Permulaan

8 9 0
                                    

Tubuh Abian semakin terasa berat, seolah ada kekuatan misterius yang mengikatnya. Wajah Andrian semakin mendekat, dan di dalam tatapan pria itu, Abian melihat sesuatu yang menakutkan—sebuah kepuasan yang aneh, seolah Andrian tahu sesuatu yang tidak ia ketahui.

"Kamu benar-benar tidak paham, ya?" Andrian berkata, suaranya penuh ejekan. "Kamu pikir bisa menyelamatkan diri dari bayangan masa lalumu? Dari apa yang kamu lakukan pada Anita?"

Abian mencoba menenangkan diri, berusaha berpikir jernih. Dia tahu dia harus melawan, harus menemukan cara untuk mengubah situasi ini. Tapi suara Anita terus berputar di kepalanya, semakin membingungkan dan mengacaukan pikirannya.

"Hancurkan dia, Abian! Dia yang menghancurkan kita! Jangan biarkan dia lolos!" bisikan itu berulang kali menekan batinnya, mendorongnya untuk bertindak.

Satu sisi dari Abian ingin berlari, tetapi sisi lain merasa terjebak dalam lingkaran kebencian dan kemarahan yang diciptakan oleh masa lalunya. "Apa yang kamu inginkan dariku, Andrian?" dia bertanya lagi, berusaha memperjelas situasi.

"Aku ingin kamu merasakan sakit yang sama. Aku ingin kamu tahu betapa menyedihkannya melihat orang yang kamu cintai diambil darimu, hanya karena keputusan bodoh yang kamu buat," Andrian menjawab, suaranya sekarang mengandung nada marah.

Satu lagi bisikan dari Anita muncul. "Abian, jangan biarkan dia mengendalikanmu! Ini saatnya untuk bertindak!"

Dengan seluruh kekuatan yang tersisa, Abian berusaha membuang rasa takutnya. "Kau tidak mengerti apa yang sebenarnya terjadi!" teriaknya. "Anita tidak seharusnya berakhir seperti ini!"
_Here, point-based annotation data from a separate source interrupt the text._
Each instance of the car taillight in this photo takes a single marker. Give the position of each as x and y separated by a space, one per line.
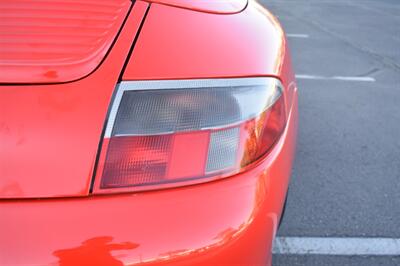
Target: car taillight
171 133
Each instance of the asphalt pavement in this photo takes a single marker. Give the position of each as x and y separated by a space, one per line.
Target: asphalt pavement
346 177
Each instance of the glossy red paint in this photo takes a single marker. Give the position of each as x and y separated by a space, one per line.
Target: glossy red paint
49 142
218 7
230 221
56 41
49 134
179 44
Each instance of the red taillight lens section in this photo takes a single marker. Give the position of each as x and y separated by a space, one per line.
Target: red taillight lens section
172 133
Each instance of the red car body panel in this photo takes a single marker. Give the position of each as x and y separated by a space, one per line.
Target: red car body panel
227 222
49 134
50 140
56 41
218 7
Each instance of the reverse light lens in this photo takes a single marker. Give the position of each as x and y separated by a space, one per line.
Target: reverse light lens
171 133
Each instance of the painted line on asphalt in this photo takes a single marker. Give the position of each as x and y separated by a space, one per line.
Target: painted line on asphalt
361 79
346 246
296 35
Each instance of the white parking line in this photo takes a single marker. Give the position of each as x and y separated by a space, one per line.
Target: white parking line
363 79
337 246
295 35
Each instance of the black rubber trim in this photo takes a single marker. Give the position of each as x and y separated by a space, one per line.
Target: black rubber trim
113 97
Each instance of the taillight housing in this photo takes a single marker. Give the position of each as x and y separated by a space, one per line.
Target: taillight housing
178 132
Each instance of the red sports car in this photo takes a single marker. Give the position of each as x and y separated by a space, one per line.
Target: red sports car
147 132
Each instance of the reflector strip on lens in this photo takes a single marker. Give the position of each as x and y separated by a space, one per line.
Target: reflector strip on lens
143 108
170 133
222 151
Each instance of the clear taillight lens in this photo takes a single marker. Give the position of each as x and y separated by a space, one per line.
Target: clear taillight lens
172 133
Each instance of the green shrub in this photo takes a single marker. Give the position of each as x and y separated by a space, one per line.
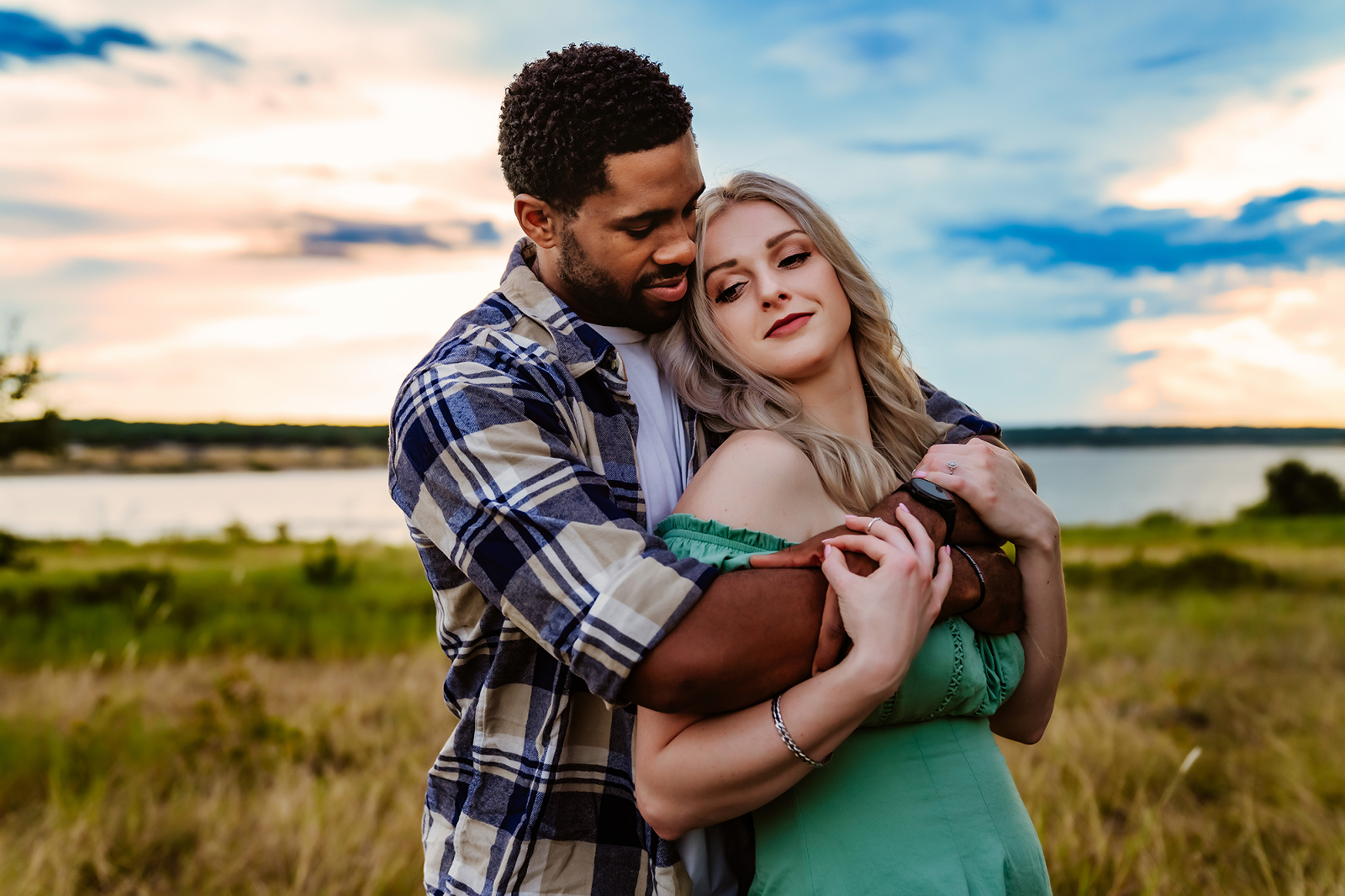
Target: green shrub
1210 571
326 568
1297 492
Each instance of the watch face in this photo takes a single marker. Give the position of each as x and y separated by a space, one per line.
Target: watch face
930 490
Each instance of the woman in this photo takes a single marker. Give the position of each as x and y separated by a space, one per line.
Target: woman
786 340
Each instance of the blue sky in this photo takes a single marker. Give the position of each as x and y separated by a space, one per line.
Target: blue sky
1084 212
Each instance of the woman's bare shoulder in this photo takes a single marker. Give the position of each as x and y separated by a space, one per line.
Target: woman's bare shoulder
759 479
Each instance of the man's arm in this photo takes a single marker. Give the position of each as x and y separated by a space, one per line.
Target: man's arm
753 634
757 633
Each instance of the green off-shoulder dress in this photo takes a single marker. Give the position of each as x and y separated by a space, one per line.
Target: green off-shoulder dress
916 801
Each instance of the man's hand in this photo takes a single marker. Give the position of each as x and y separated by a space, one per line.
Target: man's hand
1001 611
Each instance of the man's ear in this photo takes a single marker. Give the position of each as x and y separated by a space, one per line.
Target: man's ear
541 222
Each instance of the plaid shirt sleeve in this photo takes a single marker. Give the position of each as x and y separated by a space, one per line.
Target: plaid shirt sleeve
966 423
494 459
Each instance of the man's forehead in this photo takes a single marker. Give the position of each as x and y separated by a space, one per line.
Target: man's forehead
661 179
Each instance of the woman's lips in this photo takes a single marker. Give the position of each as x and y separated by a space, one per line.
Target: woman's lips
787 324
667 291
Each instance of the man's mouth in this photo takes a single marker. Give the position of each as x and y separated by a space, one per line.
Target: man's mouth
787 324
666 289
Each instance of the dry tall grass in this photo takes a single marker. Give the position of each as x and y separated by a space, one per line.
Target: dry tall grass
1196 748
313 782
261 777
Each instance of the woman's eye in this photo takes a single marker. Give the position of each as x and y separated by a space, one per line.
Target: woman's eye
730 293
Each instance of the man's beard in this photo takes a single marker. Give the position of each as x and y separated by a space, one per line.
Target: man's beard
623 306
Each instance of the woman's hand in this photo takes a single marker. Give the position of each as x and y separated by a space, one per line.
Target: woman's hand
888 613
989 479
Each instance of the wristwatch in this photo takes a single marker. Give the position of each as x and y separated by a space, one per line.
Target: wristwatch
935 498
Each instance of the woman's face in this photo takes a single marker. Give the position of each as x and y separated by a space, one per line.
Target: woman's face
773 293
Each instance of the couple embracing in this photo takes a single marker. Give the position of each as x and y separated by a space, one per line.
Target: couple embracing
716 571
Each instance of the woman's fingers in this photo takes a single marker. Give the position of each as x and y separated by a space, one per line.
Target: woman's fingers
834 568
872 546
919 537
878 528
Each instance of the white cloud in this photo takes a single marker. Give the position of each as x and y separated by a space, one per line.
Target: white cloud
1270 354
300 340
1255 147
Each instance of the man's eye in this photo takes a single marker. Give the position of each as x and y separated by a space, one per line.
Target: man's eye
730 293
Andrian hanya tersenyum sinis, seolah dia menikmati pertunjukan. "Oh, aku tahu lebih banyak dari yang kamu kira, Abian. Ini bukan tentang benar atau salah. Ini tentang bagaimana kamu akan menghancurkan dirimu sendiri dengan ketidakmampuanmu untuk menghadapi kenyataan."

Seketika, Abian merasa sebuah lonjakan energi, seolah semua emosi yang terkumpul dalam dirinya meledak. Dia tidak akan membiarkan Andrian mengendalikan hidupnya atau membiarkan bayangan Anita menggerogoti pikirannya lebih jauh.

Dengan keberanian yang tiba-tiba muncul, Abian menantang Andrian. "Kau tidak bisa menghancurkan aku! Aku akan menemukan cara untuk mengakhiri semua ini—dan aku akan melakukannya tanpa membiarkan suara-suara itu mengendalikan hidupku!"

Tapi saat itu juga, Andrian melangkah maju, meraih lengan Abian, dan menekannya dengan kuat. "Kamu tidak punya pilihan, Abian. Anita tidak akan membiarkanmu pergi begitu saja. Dia ada di sini—di dalam kepalamu, berbisik padamu untuk membalas dendam. Kau hanya perlu sedikit dorongan untuk menjadikannya nyata."

Abian berjuang melawan cengkeraman Andrian, merasakan semakin dalamnya rasa sakit. Tapi di saat yang sama, dia merasakan keinginan untuk mengendalikan hidupnya kembali. Mungkin Andrian benar, tapi dia tidak bisa membiarkan semua itu mempengaruhi keputusannya.

Tiba-tiba, sebuah ide melintas di benaknya. Jika Andrian ingin memanfaatkan rasa sakit dan kemarahan, mungkin dia bisa menggunakan itu untuk mendapatkan keunggulan. Abian menarik napas dalam-dalam, kemudian berbicara dengan tenang, "Baiklah, jika ini permainan yang kau inginkan, aku akan bermain. Tapi ingat, aku tidak akan membiarkanmu menang."

Andrian melepaskan pegangan, terkejut mendengar ketegasan dalam suara Abian. "Apa yang kau maksud?"

Dengan penuh keberanian, Abian menyusun rencana. Dia harus mencari cara untuk membalikkan keadaan. Dia tidak hanya akan mencari kebenaran mengenai kematian Anita dan Aletta, tetapi juga akan menemukan cara untuk menghentikan Andrian sebelum semuanya terlambat.

"Bersiaplah, Andrian. Ini baru permulaan."